Bununla beraber üçüncü evrede sınırsız sebze tüketimi serbesttir. Bu diyeti yapan bireylerin dikkat etmeleri gerekmektedir. Diyette birinci evre ve üçüncü evre birbirine benzer üçüncü evre ekstra olarak sebze de serbesttir. Ayrıca yulaf miktarı da 1 kaşık kadar artırılmıştır. Burada kişinin güçlenmesi adına yükleme yapılması hedeflenir. Sonuncu yani dördüncü evre de ise temel ve genel şekilde davranılır. Kilo stabil durumda beslenmeye devam edilir. Arada istisnai esnek beslemelere izin verilir. Ancak yulaf miktarı 1 kaşık daha artırılır. Spor yapan bireylerde Bulk dönemi kilo alınan ve hacim kazanılan dönem olarak geçer ve genelde kışın uygulanır. Definasyon dönemi ise kilo verilen, yağ yakılan dönemdir. Dukan diyeti genelde bu dönem için uygun görülür. Günümüzde sporcuların kullandığı diyetler Dukan diyetine benzerdir. Sadece ekstra olarak karbonhidrat veya pirinç eklemesi yaparlar. Ayrıca bitkisel faydalı yağlarda sporcu diyetine eklenmektedir.
Alkali Diyeti
Bilinen bir başka diyet türü de alkali diyettir. Bu diyet adından anlaşılacağı üzeri alkali denge ile alakalıdır. Howard William adlı birey tarafından bir asır önce bulunmuştur. Ancak asit diyeti ile karıştırıldığı durumlar görülmüştür. Diyet adından anlaşılacağı üzere PH değerlerine ve dengesine dikkat eder. Her ürünün PH yani asit ve baz dengesi bulunur. Örneğin içme sularında genellikle 6.5 ile 8 arasında değişmektedir. İnsan vücudunda 7 oranında PH olması idealdir. Bu diyette yumurta, süt ve kırmızı et gibi tüketimleri azaltmak hedeflenir. Bunun haricinde işlenmiş besinlerin miktarı da büyük ölçüde azaltılmaktadır. Su miktarı ve tüketimi fazla hale getirilir.

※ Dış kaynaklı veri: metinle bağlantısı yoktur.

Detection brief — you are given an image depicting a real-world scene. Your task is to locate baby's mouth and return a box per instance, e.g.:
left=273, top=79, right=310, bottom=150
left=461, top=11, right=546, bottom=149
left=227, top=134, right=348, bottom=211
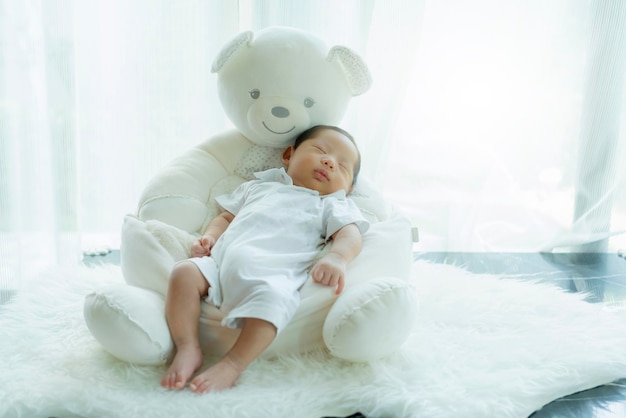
left=314, top=169, right=329, bottom=180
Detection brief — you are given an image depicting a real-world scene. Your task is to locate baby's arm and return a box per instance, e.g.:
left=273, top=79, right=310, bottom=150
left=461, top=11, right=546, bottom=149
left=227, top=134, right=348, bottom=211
left=191, top=211, right=235, bottom=257
left=311, top=224, right=362, bottom=295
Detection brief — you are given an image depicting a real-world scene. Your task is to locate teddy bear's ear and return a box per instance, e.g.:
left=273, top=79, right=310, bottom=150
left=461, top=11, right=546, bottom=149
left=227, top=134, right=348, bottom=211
left=211, top=31, right=254, bottom=73
left=327, top=45, right=372, bottom=96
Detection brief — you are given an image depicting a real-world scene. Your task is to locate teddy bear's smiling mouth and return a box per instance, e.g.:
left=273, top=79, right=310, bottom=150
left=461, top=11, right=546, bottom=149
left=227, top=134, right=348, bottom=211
left=263, top=122, right=296, bottom=135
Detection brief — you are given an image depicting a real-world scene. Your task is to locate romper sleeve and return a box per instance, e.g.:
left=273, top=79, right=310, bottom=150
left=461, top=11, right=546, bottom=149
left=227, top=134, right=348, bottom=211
left=215, top=180, right=255, bottom=215
left=324, top=197, right=370, bottom=240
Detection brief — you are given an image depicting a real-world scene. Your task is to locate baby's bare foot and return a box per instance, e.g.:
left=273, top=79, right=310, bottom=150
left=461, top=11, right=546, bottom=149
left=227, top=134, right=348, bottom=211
left=189, top=357, right=243, bottom=393
left=161, top=346, right=203, bottom=389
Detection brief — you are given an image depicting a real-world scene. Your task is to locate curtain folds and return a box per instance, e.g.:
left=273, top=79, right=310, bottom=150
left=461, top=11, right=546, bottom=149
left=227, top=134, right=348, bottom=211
left=0, top=0, right=626, bottom=288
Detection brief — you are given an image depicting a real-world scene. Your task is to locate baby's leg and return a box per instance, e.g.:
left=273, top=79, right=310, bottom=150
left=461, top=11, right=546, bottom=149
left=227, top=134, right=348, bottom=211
left=189, top=318, right=276, bottom=393
left=161, top=262, right=209, bottom=389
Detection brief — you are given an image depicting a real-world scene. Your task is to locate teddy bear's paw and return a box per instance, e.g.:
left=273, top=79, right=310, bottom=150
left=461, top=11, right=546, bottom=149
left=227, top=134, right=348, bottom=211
left=146, top=220, right=197, bottom=261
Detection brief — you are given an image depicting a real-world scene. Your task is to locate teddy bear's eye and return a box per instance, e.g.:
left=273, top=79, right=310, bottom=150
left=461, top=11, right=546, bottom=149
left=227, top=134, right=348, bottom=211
left=249, top=89, right=261, bottom=100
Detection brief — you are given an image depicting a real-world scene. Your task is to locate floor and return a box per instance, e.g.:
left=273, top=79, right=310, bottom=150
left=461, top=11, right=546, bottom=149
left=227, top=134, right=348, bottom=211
left=415, top=252, right=626, bottom=418
left=84, top=251, right=626, bottom=418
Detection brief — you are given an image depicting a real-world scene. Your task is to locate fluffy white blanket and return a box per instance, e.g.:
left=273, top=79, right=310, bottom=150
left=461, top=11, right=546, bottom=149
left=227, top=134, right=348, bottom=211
left=0, top=262, right=626, bottom=418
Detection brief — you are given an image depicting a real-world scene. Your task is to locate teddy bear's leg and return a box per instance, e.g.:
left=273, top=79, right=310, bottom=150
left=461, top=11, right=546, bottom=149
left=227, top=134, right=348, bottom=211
left=83, top=284, right=173, bottom=365
left=120, top=215, right=184, bottom=295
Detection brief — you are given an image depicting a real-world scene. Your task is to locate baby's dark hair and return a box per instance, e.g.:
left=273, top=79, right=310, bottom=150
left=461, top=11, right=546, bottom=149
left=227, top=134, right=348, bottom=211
left=293, top=125, right=361, bottom=186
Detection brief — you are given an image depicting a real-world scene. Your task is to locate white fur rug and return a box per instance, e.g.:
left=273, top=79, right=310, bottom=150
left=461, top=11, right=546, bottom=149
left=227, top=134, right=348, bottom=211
left=0, top=262, right=626, bottom=418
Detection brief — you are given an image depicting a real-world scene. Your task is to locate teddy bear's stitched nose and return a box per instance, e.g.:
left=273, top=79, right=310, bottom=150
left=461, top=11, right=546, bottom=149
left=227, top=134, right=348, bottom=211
left=272, top=106, right=289, bottom=118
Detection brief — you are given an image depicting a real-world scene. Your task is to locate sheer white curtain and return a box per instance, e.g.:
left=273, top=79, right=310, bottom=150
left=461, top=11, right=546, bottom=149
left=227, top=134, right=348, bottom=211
left=0, top=0, right=626, bottom=287
left=382, top=0, right=626, bottom=251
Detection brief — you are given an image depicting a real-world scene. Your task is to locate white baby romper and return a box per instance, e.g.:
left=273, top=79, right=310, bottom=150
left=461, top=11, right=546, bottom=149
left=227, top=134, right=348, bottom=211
left=191, top=168, right=369, bottom=332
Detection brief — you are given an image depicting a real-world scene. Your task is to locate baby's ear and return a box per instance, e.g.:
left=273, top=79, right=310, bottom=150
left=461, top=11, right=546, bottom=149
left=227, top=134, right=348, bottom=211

Ayrıca limon suyu ve sirke tarzı asidik PH değerine sahip ürünler tüketilirken dikkat edilmelidir. Bu ürünlerin içine su eklenerek asidik değerleri azaltılır. Asidik değerdeki düşüş sayesinde insanda kilo vermek amaçlanmaktadır. Uzmanlar tarafından yapılan araştırmalara göre sürekli yapılmadığı sürece olumlu sonuçları olduğu görülür. Karaciğer ve kanser hastalıklarına etkili olduğu söylenir. Ayrıca böbrek gibi organlara da faydası tespit edilmiştir. PH ölçümü genel olarak idrardaki asidik ölçüm sayesinde yapılır. İdrarın böbrek ile alakası bilindiği üzere çok yakındır. Bu sebeple alkali diyet böbreğe büyük fayda sağlar.